BRB No. 95-1111 BLA
DOUGLAS W. FLYNN ) )
Claimant-Respondent )
)
v. )
)
GRUNDY MINING COMPANY ) )
Employer-Petitioner )
)
DIRECTOR, OFFICE OF WORKERS' ) DATE ISSUED: 07/27/1995
COMPENSATION PROGRAMS, UNITED )
STATES DEPARTMENT OF LABOR )
) DECISION and ORDER
Party-in-Interest ) On RECONSIDERATION
Appeal of the Decision and Order on Remand of Fletcher E. Campbell, Jr., Administrative Law
Judge, United States Department of Labor.
Ronald E. Gilbertson (Kilcullen, Wilson and Kilcullen, Chartered), Washington,
D.C.,
for employer.
Before: SMITH, BROWN and McGRANERY, Administrative Appeals Judges.
PER CURIAM:
Employer has filed a Motion for Reconsideration requesting en banc review of the
Board's
Decision and Order in Flynn v. Grundy Mining Co. [Flynn IV], BRB No. 95-1111 BLA
(July 27,
1995)(unpub.), wherein the Board affirmed the administrative law judge's award of benefits on
a duplicate
claim.
In discussing the instant case the Board, in Flynn IV,[1]

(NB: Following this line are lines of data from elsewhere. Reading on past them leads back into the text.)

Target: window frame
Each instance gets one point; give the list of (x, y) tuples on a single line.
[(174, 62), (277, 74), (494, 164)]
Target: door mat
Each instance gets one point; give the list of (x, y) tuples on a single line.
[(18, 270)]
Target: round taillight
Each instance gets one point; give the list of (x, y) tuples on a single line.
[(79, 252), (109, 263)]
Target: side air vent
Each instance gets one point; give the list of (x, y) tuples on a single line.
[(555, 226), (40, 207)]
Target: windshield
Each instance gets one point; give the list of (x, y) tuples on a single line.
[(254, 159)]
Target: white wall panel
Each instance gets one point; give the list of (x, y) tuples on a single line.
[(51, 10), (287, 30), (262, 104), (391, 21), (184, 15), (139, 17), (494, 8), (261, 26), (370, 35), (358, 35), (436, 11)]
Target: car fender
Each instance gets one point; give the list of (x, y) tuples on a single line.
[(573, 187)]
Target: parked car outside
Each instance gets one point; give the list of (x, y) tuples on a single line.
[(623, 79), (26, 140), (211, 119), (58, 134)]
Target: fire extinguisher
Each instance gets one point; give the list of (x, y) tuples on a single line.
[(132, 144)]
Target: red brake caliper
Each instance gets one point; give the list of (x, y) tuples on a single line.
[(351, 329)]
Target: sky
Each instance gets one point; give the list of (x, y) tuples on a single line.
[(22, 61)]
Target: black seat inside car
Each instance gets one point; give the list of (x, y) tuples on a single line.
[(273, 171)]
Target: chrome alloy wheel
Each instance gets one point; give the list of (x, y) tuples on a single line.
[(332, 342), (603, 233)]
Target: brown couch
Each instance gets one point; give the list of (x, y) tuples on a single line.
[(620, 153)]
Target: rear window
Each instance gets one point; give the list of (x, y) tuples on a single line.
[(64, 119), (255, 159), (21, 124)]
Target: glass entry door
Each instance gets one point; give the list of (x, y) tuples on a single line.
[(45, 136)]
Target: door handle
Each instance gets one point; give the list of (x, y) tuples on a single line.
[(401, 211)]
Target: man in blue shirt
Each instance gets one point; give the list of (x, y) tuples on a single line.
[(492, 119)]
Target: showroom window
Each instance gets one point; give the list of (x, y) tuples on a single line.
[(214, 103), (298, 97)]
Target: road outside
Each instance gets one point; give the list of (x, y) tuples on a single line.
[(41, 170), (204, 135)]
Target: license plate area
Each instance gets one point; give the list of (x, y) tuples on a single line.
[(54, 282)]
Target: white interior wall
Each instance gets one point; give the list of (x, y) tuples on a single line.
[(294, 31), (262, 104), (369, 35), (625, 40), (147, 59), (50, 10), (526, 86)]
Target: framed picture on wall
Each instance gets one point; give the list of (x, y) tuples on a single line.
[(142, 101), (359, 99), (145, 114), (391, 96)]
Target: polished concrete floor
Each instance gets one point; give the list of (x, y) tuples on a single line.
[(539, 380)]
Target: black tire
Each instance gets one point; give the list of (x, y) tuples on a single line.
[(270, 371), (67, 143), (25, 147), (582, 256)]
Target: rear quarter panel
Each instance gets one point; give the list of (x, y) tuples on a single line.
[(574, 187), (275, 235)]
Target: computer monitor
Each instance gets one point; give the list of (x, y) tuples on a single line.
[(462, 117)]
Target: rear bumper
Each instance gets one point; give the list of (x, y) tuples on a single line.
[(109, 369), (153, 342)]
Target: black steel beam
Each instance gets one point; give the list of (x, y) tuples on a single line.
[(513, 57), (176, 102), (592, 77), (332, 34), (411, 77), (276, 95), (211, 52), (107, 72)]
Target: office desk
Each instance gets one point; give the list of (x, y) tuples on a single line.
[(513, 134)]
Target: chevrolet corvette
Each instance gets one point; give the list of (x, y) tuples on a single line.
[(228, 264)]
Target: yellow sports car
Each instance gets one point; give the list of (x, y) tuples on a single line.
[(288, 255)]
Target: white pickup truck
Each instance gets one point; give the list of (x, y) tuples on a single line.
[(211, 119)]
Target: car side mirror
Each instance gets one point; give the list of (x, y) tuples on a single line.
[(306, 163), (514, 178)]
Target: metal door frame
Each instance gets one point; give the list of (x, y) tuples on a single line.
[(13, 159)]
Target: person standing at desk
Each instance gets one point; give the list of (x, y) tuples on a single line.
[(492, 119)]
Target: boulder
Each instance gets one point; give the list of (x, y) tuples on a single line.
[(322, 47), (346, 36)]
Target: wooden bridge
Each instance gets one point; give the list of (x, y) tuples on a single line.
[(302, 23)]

first noted that in order to establish a material change in conditions under Ross,
claimant must now
prove, through the submission of new evidence, that he is totally disabled and/or that his
disability is due to
pneumoconiosis. See Flynn IV, supra. In applying this standard the Board held that
inasmuch as the
administrative law judge has considered all of the new evidence, favorable and unfavorable, and
permissibly
determined that the 1984 medical opinion of Dr. Fritzhand is sufficient to establish total
disability at 20
C.F.R. §718.204(c), claimant has established a material change in conditions as a matter
of law.
Id.
In its Motion for Reconsideration, employer argues that the Board improperly made a de
novo
finding that the evidence is sufficient to establish a material change in conditions under the
standard
enunciated by the United States Court of Appeals for the Sixth Circuit in Sharondale Corp.
v. Ross,
42 F.3d 993, 19 BLR 2-10 (6th Cir. 1994). Employer asserts that the case must be remanded for
the
administrative law judge to explain whether he merely disagreed with the previous
characterization of Dr.
Fritzhand's opinion, or whether he believes there is some rational basis to conclude that there
is a
qualitative difference between Dr. Fritzhand's 1980 and 1984 opinions.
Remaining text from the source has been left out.